Systems of linear equations

Systems of linear equations Ax=b may be divided into two classes: those with square non-degenerate A and those with rectangular possibly rank deficient A. ALGLIB package have subroutines for both types of problems.

    Subroutines: general system
    Subroutines: SPD/HPD system
    Subroutines: non-square possibly singular system
    Performance
    Iterative refinement
    Manual entries

Subroutines: general system

The following subroutines can be used to solve real/complex systems with general form NxN non-singular matrix:

RMatrixSolve
RMatrixSolveM
RMatrixLUSolve
RMatrixLUSolveM
RMatrixMixedSolve
RMatrixMixedSolveM
CMatrixSolve
CMatrixSolveM
CMatrixLUSolve
CMatrixLUSolveM
CMatrixMixedSolve
CMatrixMixedSolveM

These subroutines can be divided into following groups:

Those which accept real matrix (name starts with R) and those which accept complex matrix (name starts with C).
Those which solve task with one right-hand part and those which solve task with multiple right-hand parts (name ends with M).
Those which accept only A, those which acceps its LU decomposition (name contains LU) and those which accept both A and its LU decomposition (name contains Mixed).

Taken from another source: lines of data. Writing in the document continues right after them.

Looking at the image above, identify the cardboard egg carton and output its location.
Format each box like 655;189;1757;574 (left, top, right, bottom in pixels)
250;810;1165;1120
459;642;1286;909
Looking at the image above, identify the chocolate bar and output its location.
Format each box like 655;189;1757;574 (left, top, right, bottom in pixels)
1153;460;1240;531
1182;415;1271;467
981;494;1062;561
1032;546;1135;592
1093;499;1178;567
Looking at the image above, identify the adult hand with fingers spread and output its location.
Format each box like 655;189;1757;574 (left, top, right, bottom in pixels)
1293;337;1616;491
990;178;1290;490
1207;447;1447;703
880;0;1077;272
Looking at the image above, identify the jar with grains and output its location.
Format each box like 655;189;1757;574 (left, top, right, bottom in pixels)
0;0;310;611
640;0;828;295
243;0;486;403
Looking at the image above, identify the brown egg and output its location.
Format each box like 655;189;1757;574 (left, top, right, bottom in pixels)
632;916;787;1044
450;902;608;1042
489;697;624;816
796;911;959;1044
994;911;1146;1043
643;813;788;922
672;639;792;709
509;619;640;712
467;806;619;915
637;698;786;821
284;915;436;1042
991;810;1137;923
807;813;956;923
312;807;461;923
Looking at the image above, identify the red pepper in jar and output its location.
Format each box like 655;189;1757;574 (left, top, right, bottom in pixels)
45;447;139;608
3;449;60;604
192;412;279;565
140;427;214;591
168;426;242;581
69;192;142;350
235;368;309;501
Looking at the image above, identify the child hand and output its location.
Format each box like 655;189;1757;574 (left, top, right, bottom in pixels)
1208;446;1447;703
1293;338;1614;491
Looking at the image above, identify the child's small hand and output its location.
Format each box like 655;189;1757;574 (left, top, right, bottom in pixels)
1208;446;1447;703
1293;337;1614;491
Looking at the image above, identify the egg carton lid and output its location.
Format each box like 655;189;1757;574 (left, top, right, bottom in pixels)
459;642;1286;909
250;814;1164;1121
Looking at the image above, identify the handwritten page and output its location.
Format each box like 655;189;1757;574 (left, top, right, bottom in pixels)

The latter requires some more explanations:

Subroutines which accept A build its LU decomposition themselves in O(N³) time. Solution found may be iteratively refined (if RFC parameter is True) using extra-precision arithmetic (see below).
Subroutines which accept LU decomposition of A may solve system in O(N²) time. However they can't apply iterative refinement because it requires original matrix A, not its inprecise factorization.
Subroutines which accept both A and its LU decomposition combine advantages of both variants described above: high precision and high speed.

Subroutines: SPD/HPD system

The following subroutines can be used to solve real/complex systems with symmetric/Hermitian positive definite matrix:

SPDMatrixSolve
SPDMatrixSolveM
SPDMatrixCholeskySolve
SPDMatrixCholeskySolveM
HPDMatrixSolve
HPDMatrixSolveM
HPDMatrixCholeskySolve
HPDMatrixCholeskySolveM

Naming conventions are the same as in previous section. It should be noted that subroutines from this section do not support iterative refinement.

Subroutines: non-square possibly singular system

RMatrixSolveLS solves systems with rectangular possibly degenerate matrix. Is system matrix is rank deficient, solution in a least squares sense is searched for. Subroutine supports iterative refinement. Current version of ALGLIB doesn't include complex version of this subroutine or version which accept multiple right-hand parts.

Performance

Several factors influence linear solver performance:

Performance of triangular factorization. Highly optimized cache-oblivious algorithms are used to calculate triangular factorization. However, performance of these algorithms depends on what version of ALGLIB you are using. C++ version is the most efficient, pure NET version and versions in other languages have significantly lower performance.
Number of right-hand parts. ALGLIB solver is optimized for systems with one right-hand part or for systems with low number of right-hand parts. If right-hand part is too large then you'll experience a performance drop becauce there is no blocking for different levels of cache for the right-hand part. In such cases you can factorize matrix yourself using cache-efficient subroutines from trfac unit, and then you can use TRSM-subroutines from ablas unit for cache-efficient solution of your system.
Iterative improvement. Its cost is negligible in comparison with the cost of the factorization - when you solve system with one right part. However, it can require a significant part of computational resources when matrix size is very small or when you have large number of right-hand sides. In such cases you can turn it off.
Matrix copying during solution. Algorithms which accept LU decomposition don't allocate significant amounts of additional memory. But algorithms which accept original matrix require additional memory to create its copy. However, allocation cost is negligible when matrix size is significantly less than total amount of physical RAM.

Iterative refinement

Iterative refinement is a method proposed by James H. Wilkinson to improve the accuracy of numerical solutions to systems of linear equations. After system has been solved and solutionx₀ has been found, we calculate residual r₀=b-Ax₀ and use it to refine solution: Ad₀=r₀, x₁=x₀+d₀ Operation may be repeated several times. In ALGLIB package two-pass iterative refinement is used.

Note #1
Iterative refinement can decrease errors which arise due to floating point round-off. It can make solution as precise as condition number of A allows. However, refinement result depends on accuracy with which b-Ax₀ is calculated. For iterative refinement to be worth the effort this difference must be calculated with much higher precision than that was used to find a solution. ALGLIB solver uses portable extra-precise matrix multiplier. It allows to calculate b-Ax₀ with maximum precision possible given than A and b may have errors as large as one ULP. "Portable" in this context means that it doesn't use architecture-specific or compiler-specific extensions (like 80-bit Intel floating point type) nor it contains low level assembler code.